The Court decided that maintaining the narrow user clause in MRG’s lease would indeed restrict competition at the parade so as to breach the provisions of the Act (this point was, in fact, conceded by the Council early in the proceedings). A key aspect of this decision appears to be that, when assessing the anti-competitive aspects of the lease, the Court constructed an extremely narrow market limited to convenience stores within a short walking distance of the parade (of which there were none). This effectively meant that the Council’s letting scheme conferred a monopoly in the sale of groceries on the existing convenience store.

The Act does permit otherwise anti-competitive agreements to be exempt from the general prohibition in certain limited circumstances (the details of which are beyond the scope of this note). The Council sought to establish one or more of these exemptions, but failed on account of its largely subjective, and potentially biased, evidence to the Court.


It is worth noting that the Office of Fair Trading has published detailed guidance on the application of the Act to Land Agreements, and that this guidance explicitly states that, “In most cases, permitted user and restricted user clauses are unlikely to restrict competition.” The OFT’s guidance does, however, go on to say that an agreement may be more likely to fall foul of the Act’s prohibition if it is reciprocal in nature, i.e. where the tenant accepts a restrictive user on the basis that the landlord will not allow any other tenant in that parade, park or centre to sell the same type of product.

It is interesting in the MRG case that no such reciprocal agreement was in place; the Council’s scheme was its own policy, with no reference being made to the individual tenants. Nor was the Council active in the market itself (another scenario in which, according to the guidance, landlords should exercise caution when restricting the use of its tenants’ land). Therefore, the suggestion arising from the MRG judgment appears to be that, in very narrow markets, landlords may find their leases breaching the Act’s prohibition in situations not envisaged by the OFT’s guidance.

Rent Refunds on Exercise of a Break Notice – As You Were

In the much-anticipated judgment in Marks and Spencer plc v BNP Paribas Securities Services Trust Company (Jersey) Limited and another, the Court of Appeal has determined that, unless a lease specifically provides for it, a tenant will not be entitled to a refund of rent paid in advance for the period after a break date.


The tenant, Marks and Spencer (“M&S”), had a lease containing a break clause allowing M&S to determine the lease on 24 January 2012. As is common, the lease provided for rent to be paid by equal quarterly instalments in advance on the usual quarter days. The break clause required M&S to give six months’ notice to the landlord, and was conditional upon there being no arrears of rent as at the break date, and payment by M&S of a premium equivalent to a year’s rent on or before the break date. Importantly, the lease did not contain wording entitling M&S to a refund of rent paid in advance for the post-break period.

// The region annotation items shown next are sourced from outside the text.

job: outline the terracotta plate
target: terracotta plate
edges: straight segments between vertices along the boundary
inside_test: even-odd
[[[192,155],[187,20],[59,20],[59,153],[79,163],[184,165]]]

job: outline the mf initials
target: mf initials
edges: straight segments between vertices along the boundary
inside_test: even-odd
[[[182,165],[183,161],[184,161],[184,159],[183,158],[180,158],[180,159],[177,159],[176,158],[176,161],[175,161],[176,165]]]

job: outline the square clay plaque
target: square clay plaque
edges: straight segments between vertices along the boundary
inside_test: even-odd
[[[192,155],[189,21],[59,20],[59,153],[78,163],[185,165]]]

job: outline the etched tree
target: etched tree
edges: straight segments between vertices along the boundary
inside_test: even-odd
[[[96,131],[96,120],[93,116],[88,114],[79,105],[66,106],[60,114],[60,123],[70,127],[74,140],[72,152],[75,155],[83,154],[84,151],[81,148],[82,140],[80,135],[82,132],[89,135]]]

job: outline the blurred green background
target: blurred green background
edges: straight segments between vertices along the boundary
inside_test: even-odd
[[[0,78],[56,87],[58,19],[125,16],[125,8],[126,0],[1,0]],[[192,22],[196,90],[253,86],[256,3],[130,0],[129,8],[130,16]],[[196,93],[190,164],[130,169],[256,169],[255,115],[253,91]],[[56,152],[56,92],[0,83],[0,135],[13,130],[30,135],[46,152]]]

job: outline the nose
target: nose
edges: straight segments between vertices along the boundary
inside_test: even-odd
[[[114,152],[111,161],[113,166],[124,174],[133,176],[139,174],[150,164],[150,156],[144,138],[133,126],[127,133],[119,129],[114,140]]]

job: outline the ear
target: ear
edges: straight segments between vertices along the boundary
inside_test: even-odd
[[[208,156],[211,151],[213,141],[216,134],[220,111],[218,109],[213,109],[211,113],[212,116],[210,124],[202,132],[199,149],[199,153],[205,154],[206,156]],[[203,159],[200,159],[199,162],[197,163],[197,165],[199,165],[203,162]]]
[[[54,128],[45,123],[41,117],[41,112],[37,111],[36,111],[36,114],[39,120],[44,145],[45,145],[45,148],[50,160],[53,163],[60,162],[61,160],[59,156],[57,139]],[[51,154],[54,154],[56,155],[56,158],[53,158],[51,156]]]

M&S duly served the required notice and, in December 2011, the landlord invoiced for rent (and other miscellaneous sums due under the lease) for the period from the December quarter day to the break date. However, to ensure that there could be no argument about the validity of its break, M&S paid the rent for the entire quarter, i.e. including a period after the break date. M&S then paid the required premium, and the lease came to an end on 24 January 2012. The following month, M&S asked for a refund of the rent paid for the post-break period, but the landlord refused on the basis that nothing in the lease provided for such a refund.

Initially, the High Court agreed with M&S and ordered a refund to be paid. The landlord, BNP Paribas, subsequently appealed to the Court of Appeal.


On appeal, the first instance decision was overturned and the Court ruled that no reasonable construction of the lease could result in a term being implied so as to entitle M&S to a refund. Had the parties intended to depart from the usual position at law (i.e. that any loss resulting from an event, or non-event, in a contract should rest where it falls), they would have expressly provided for it in the lease.

The Court did, however, endorse the view that M&S was entitled to repayment of any advance service charge it had paid and which had not been spent by the landlord prior to the break date.


The first instance decision had caused much consternation amongst commercial landlords. Although the original decision was based in no small part on the hefty premium paid by M&S when exercising its break, many feared that this may have heralded a new age of tenants being automatically entitled to refunds of pre-paid rent when breaking their leases – and potentially on forfeiture, too.

Fortunately, the Court of Appeal decision has restored a degree of common sense to the issue, and allows parties the certainty of being able to rely on the express provisions of their lease. If a tenant’s negotiating position permits, it should ensure that the terms of its break clause provide for a full refund of rent paid in advance for any post-break period, particularly where it must pay the full quarter’s rent as a condition of exercising the break.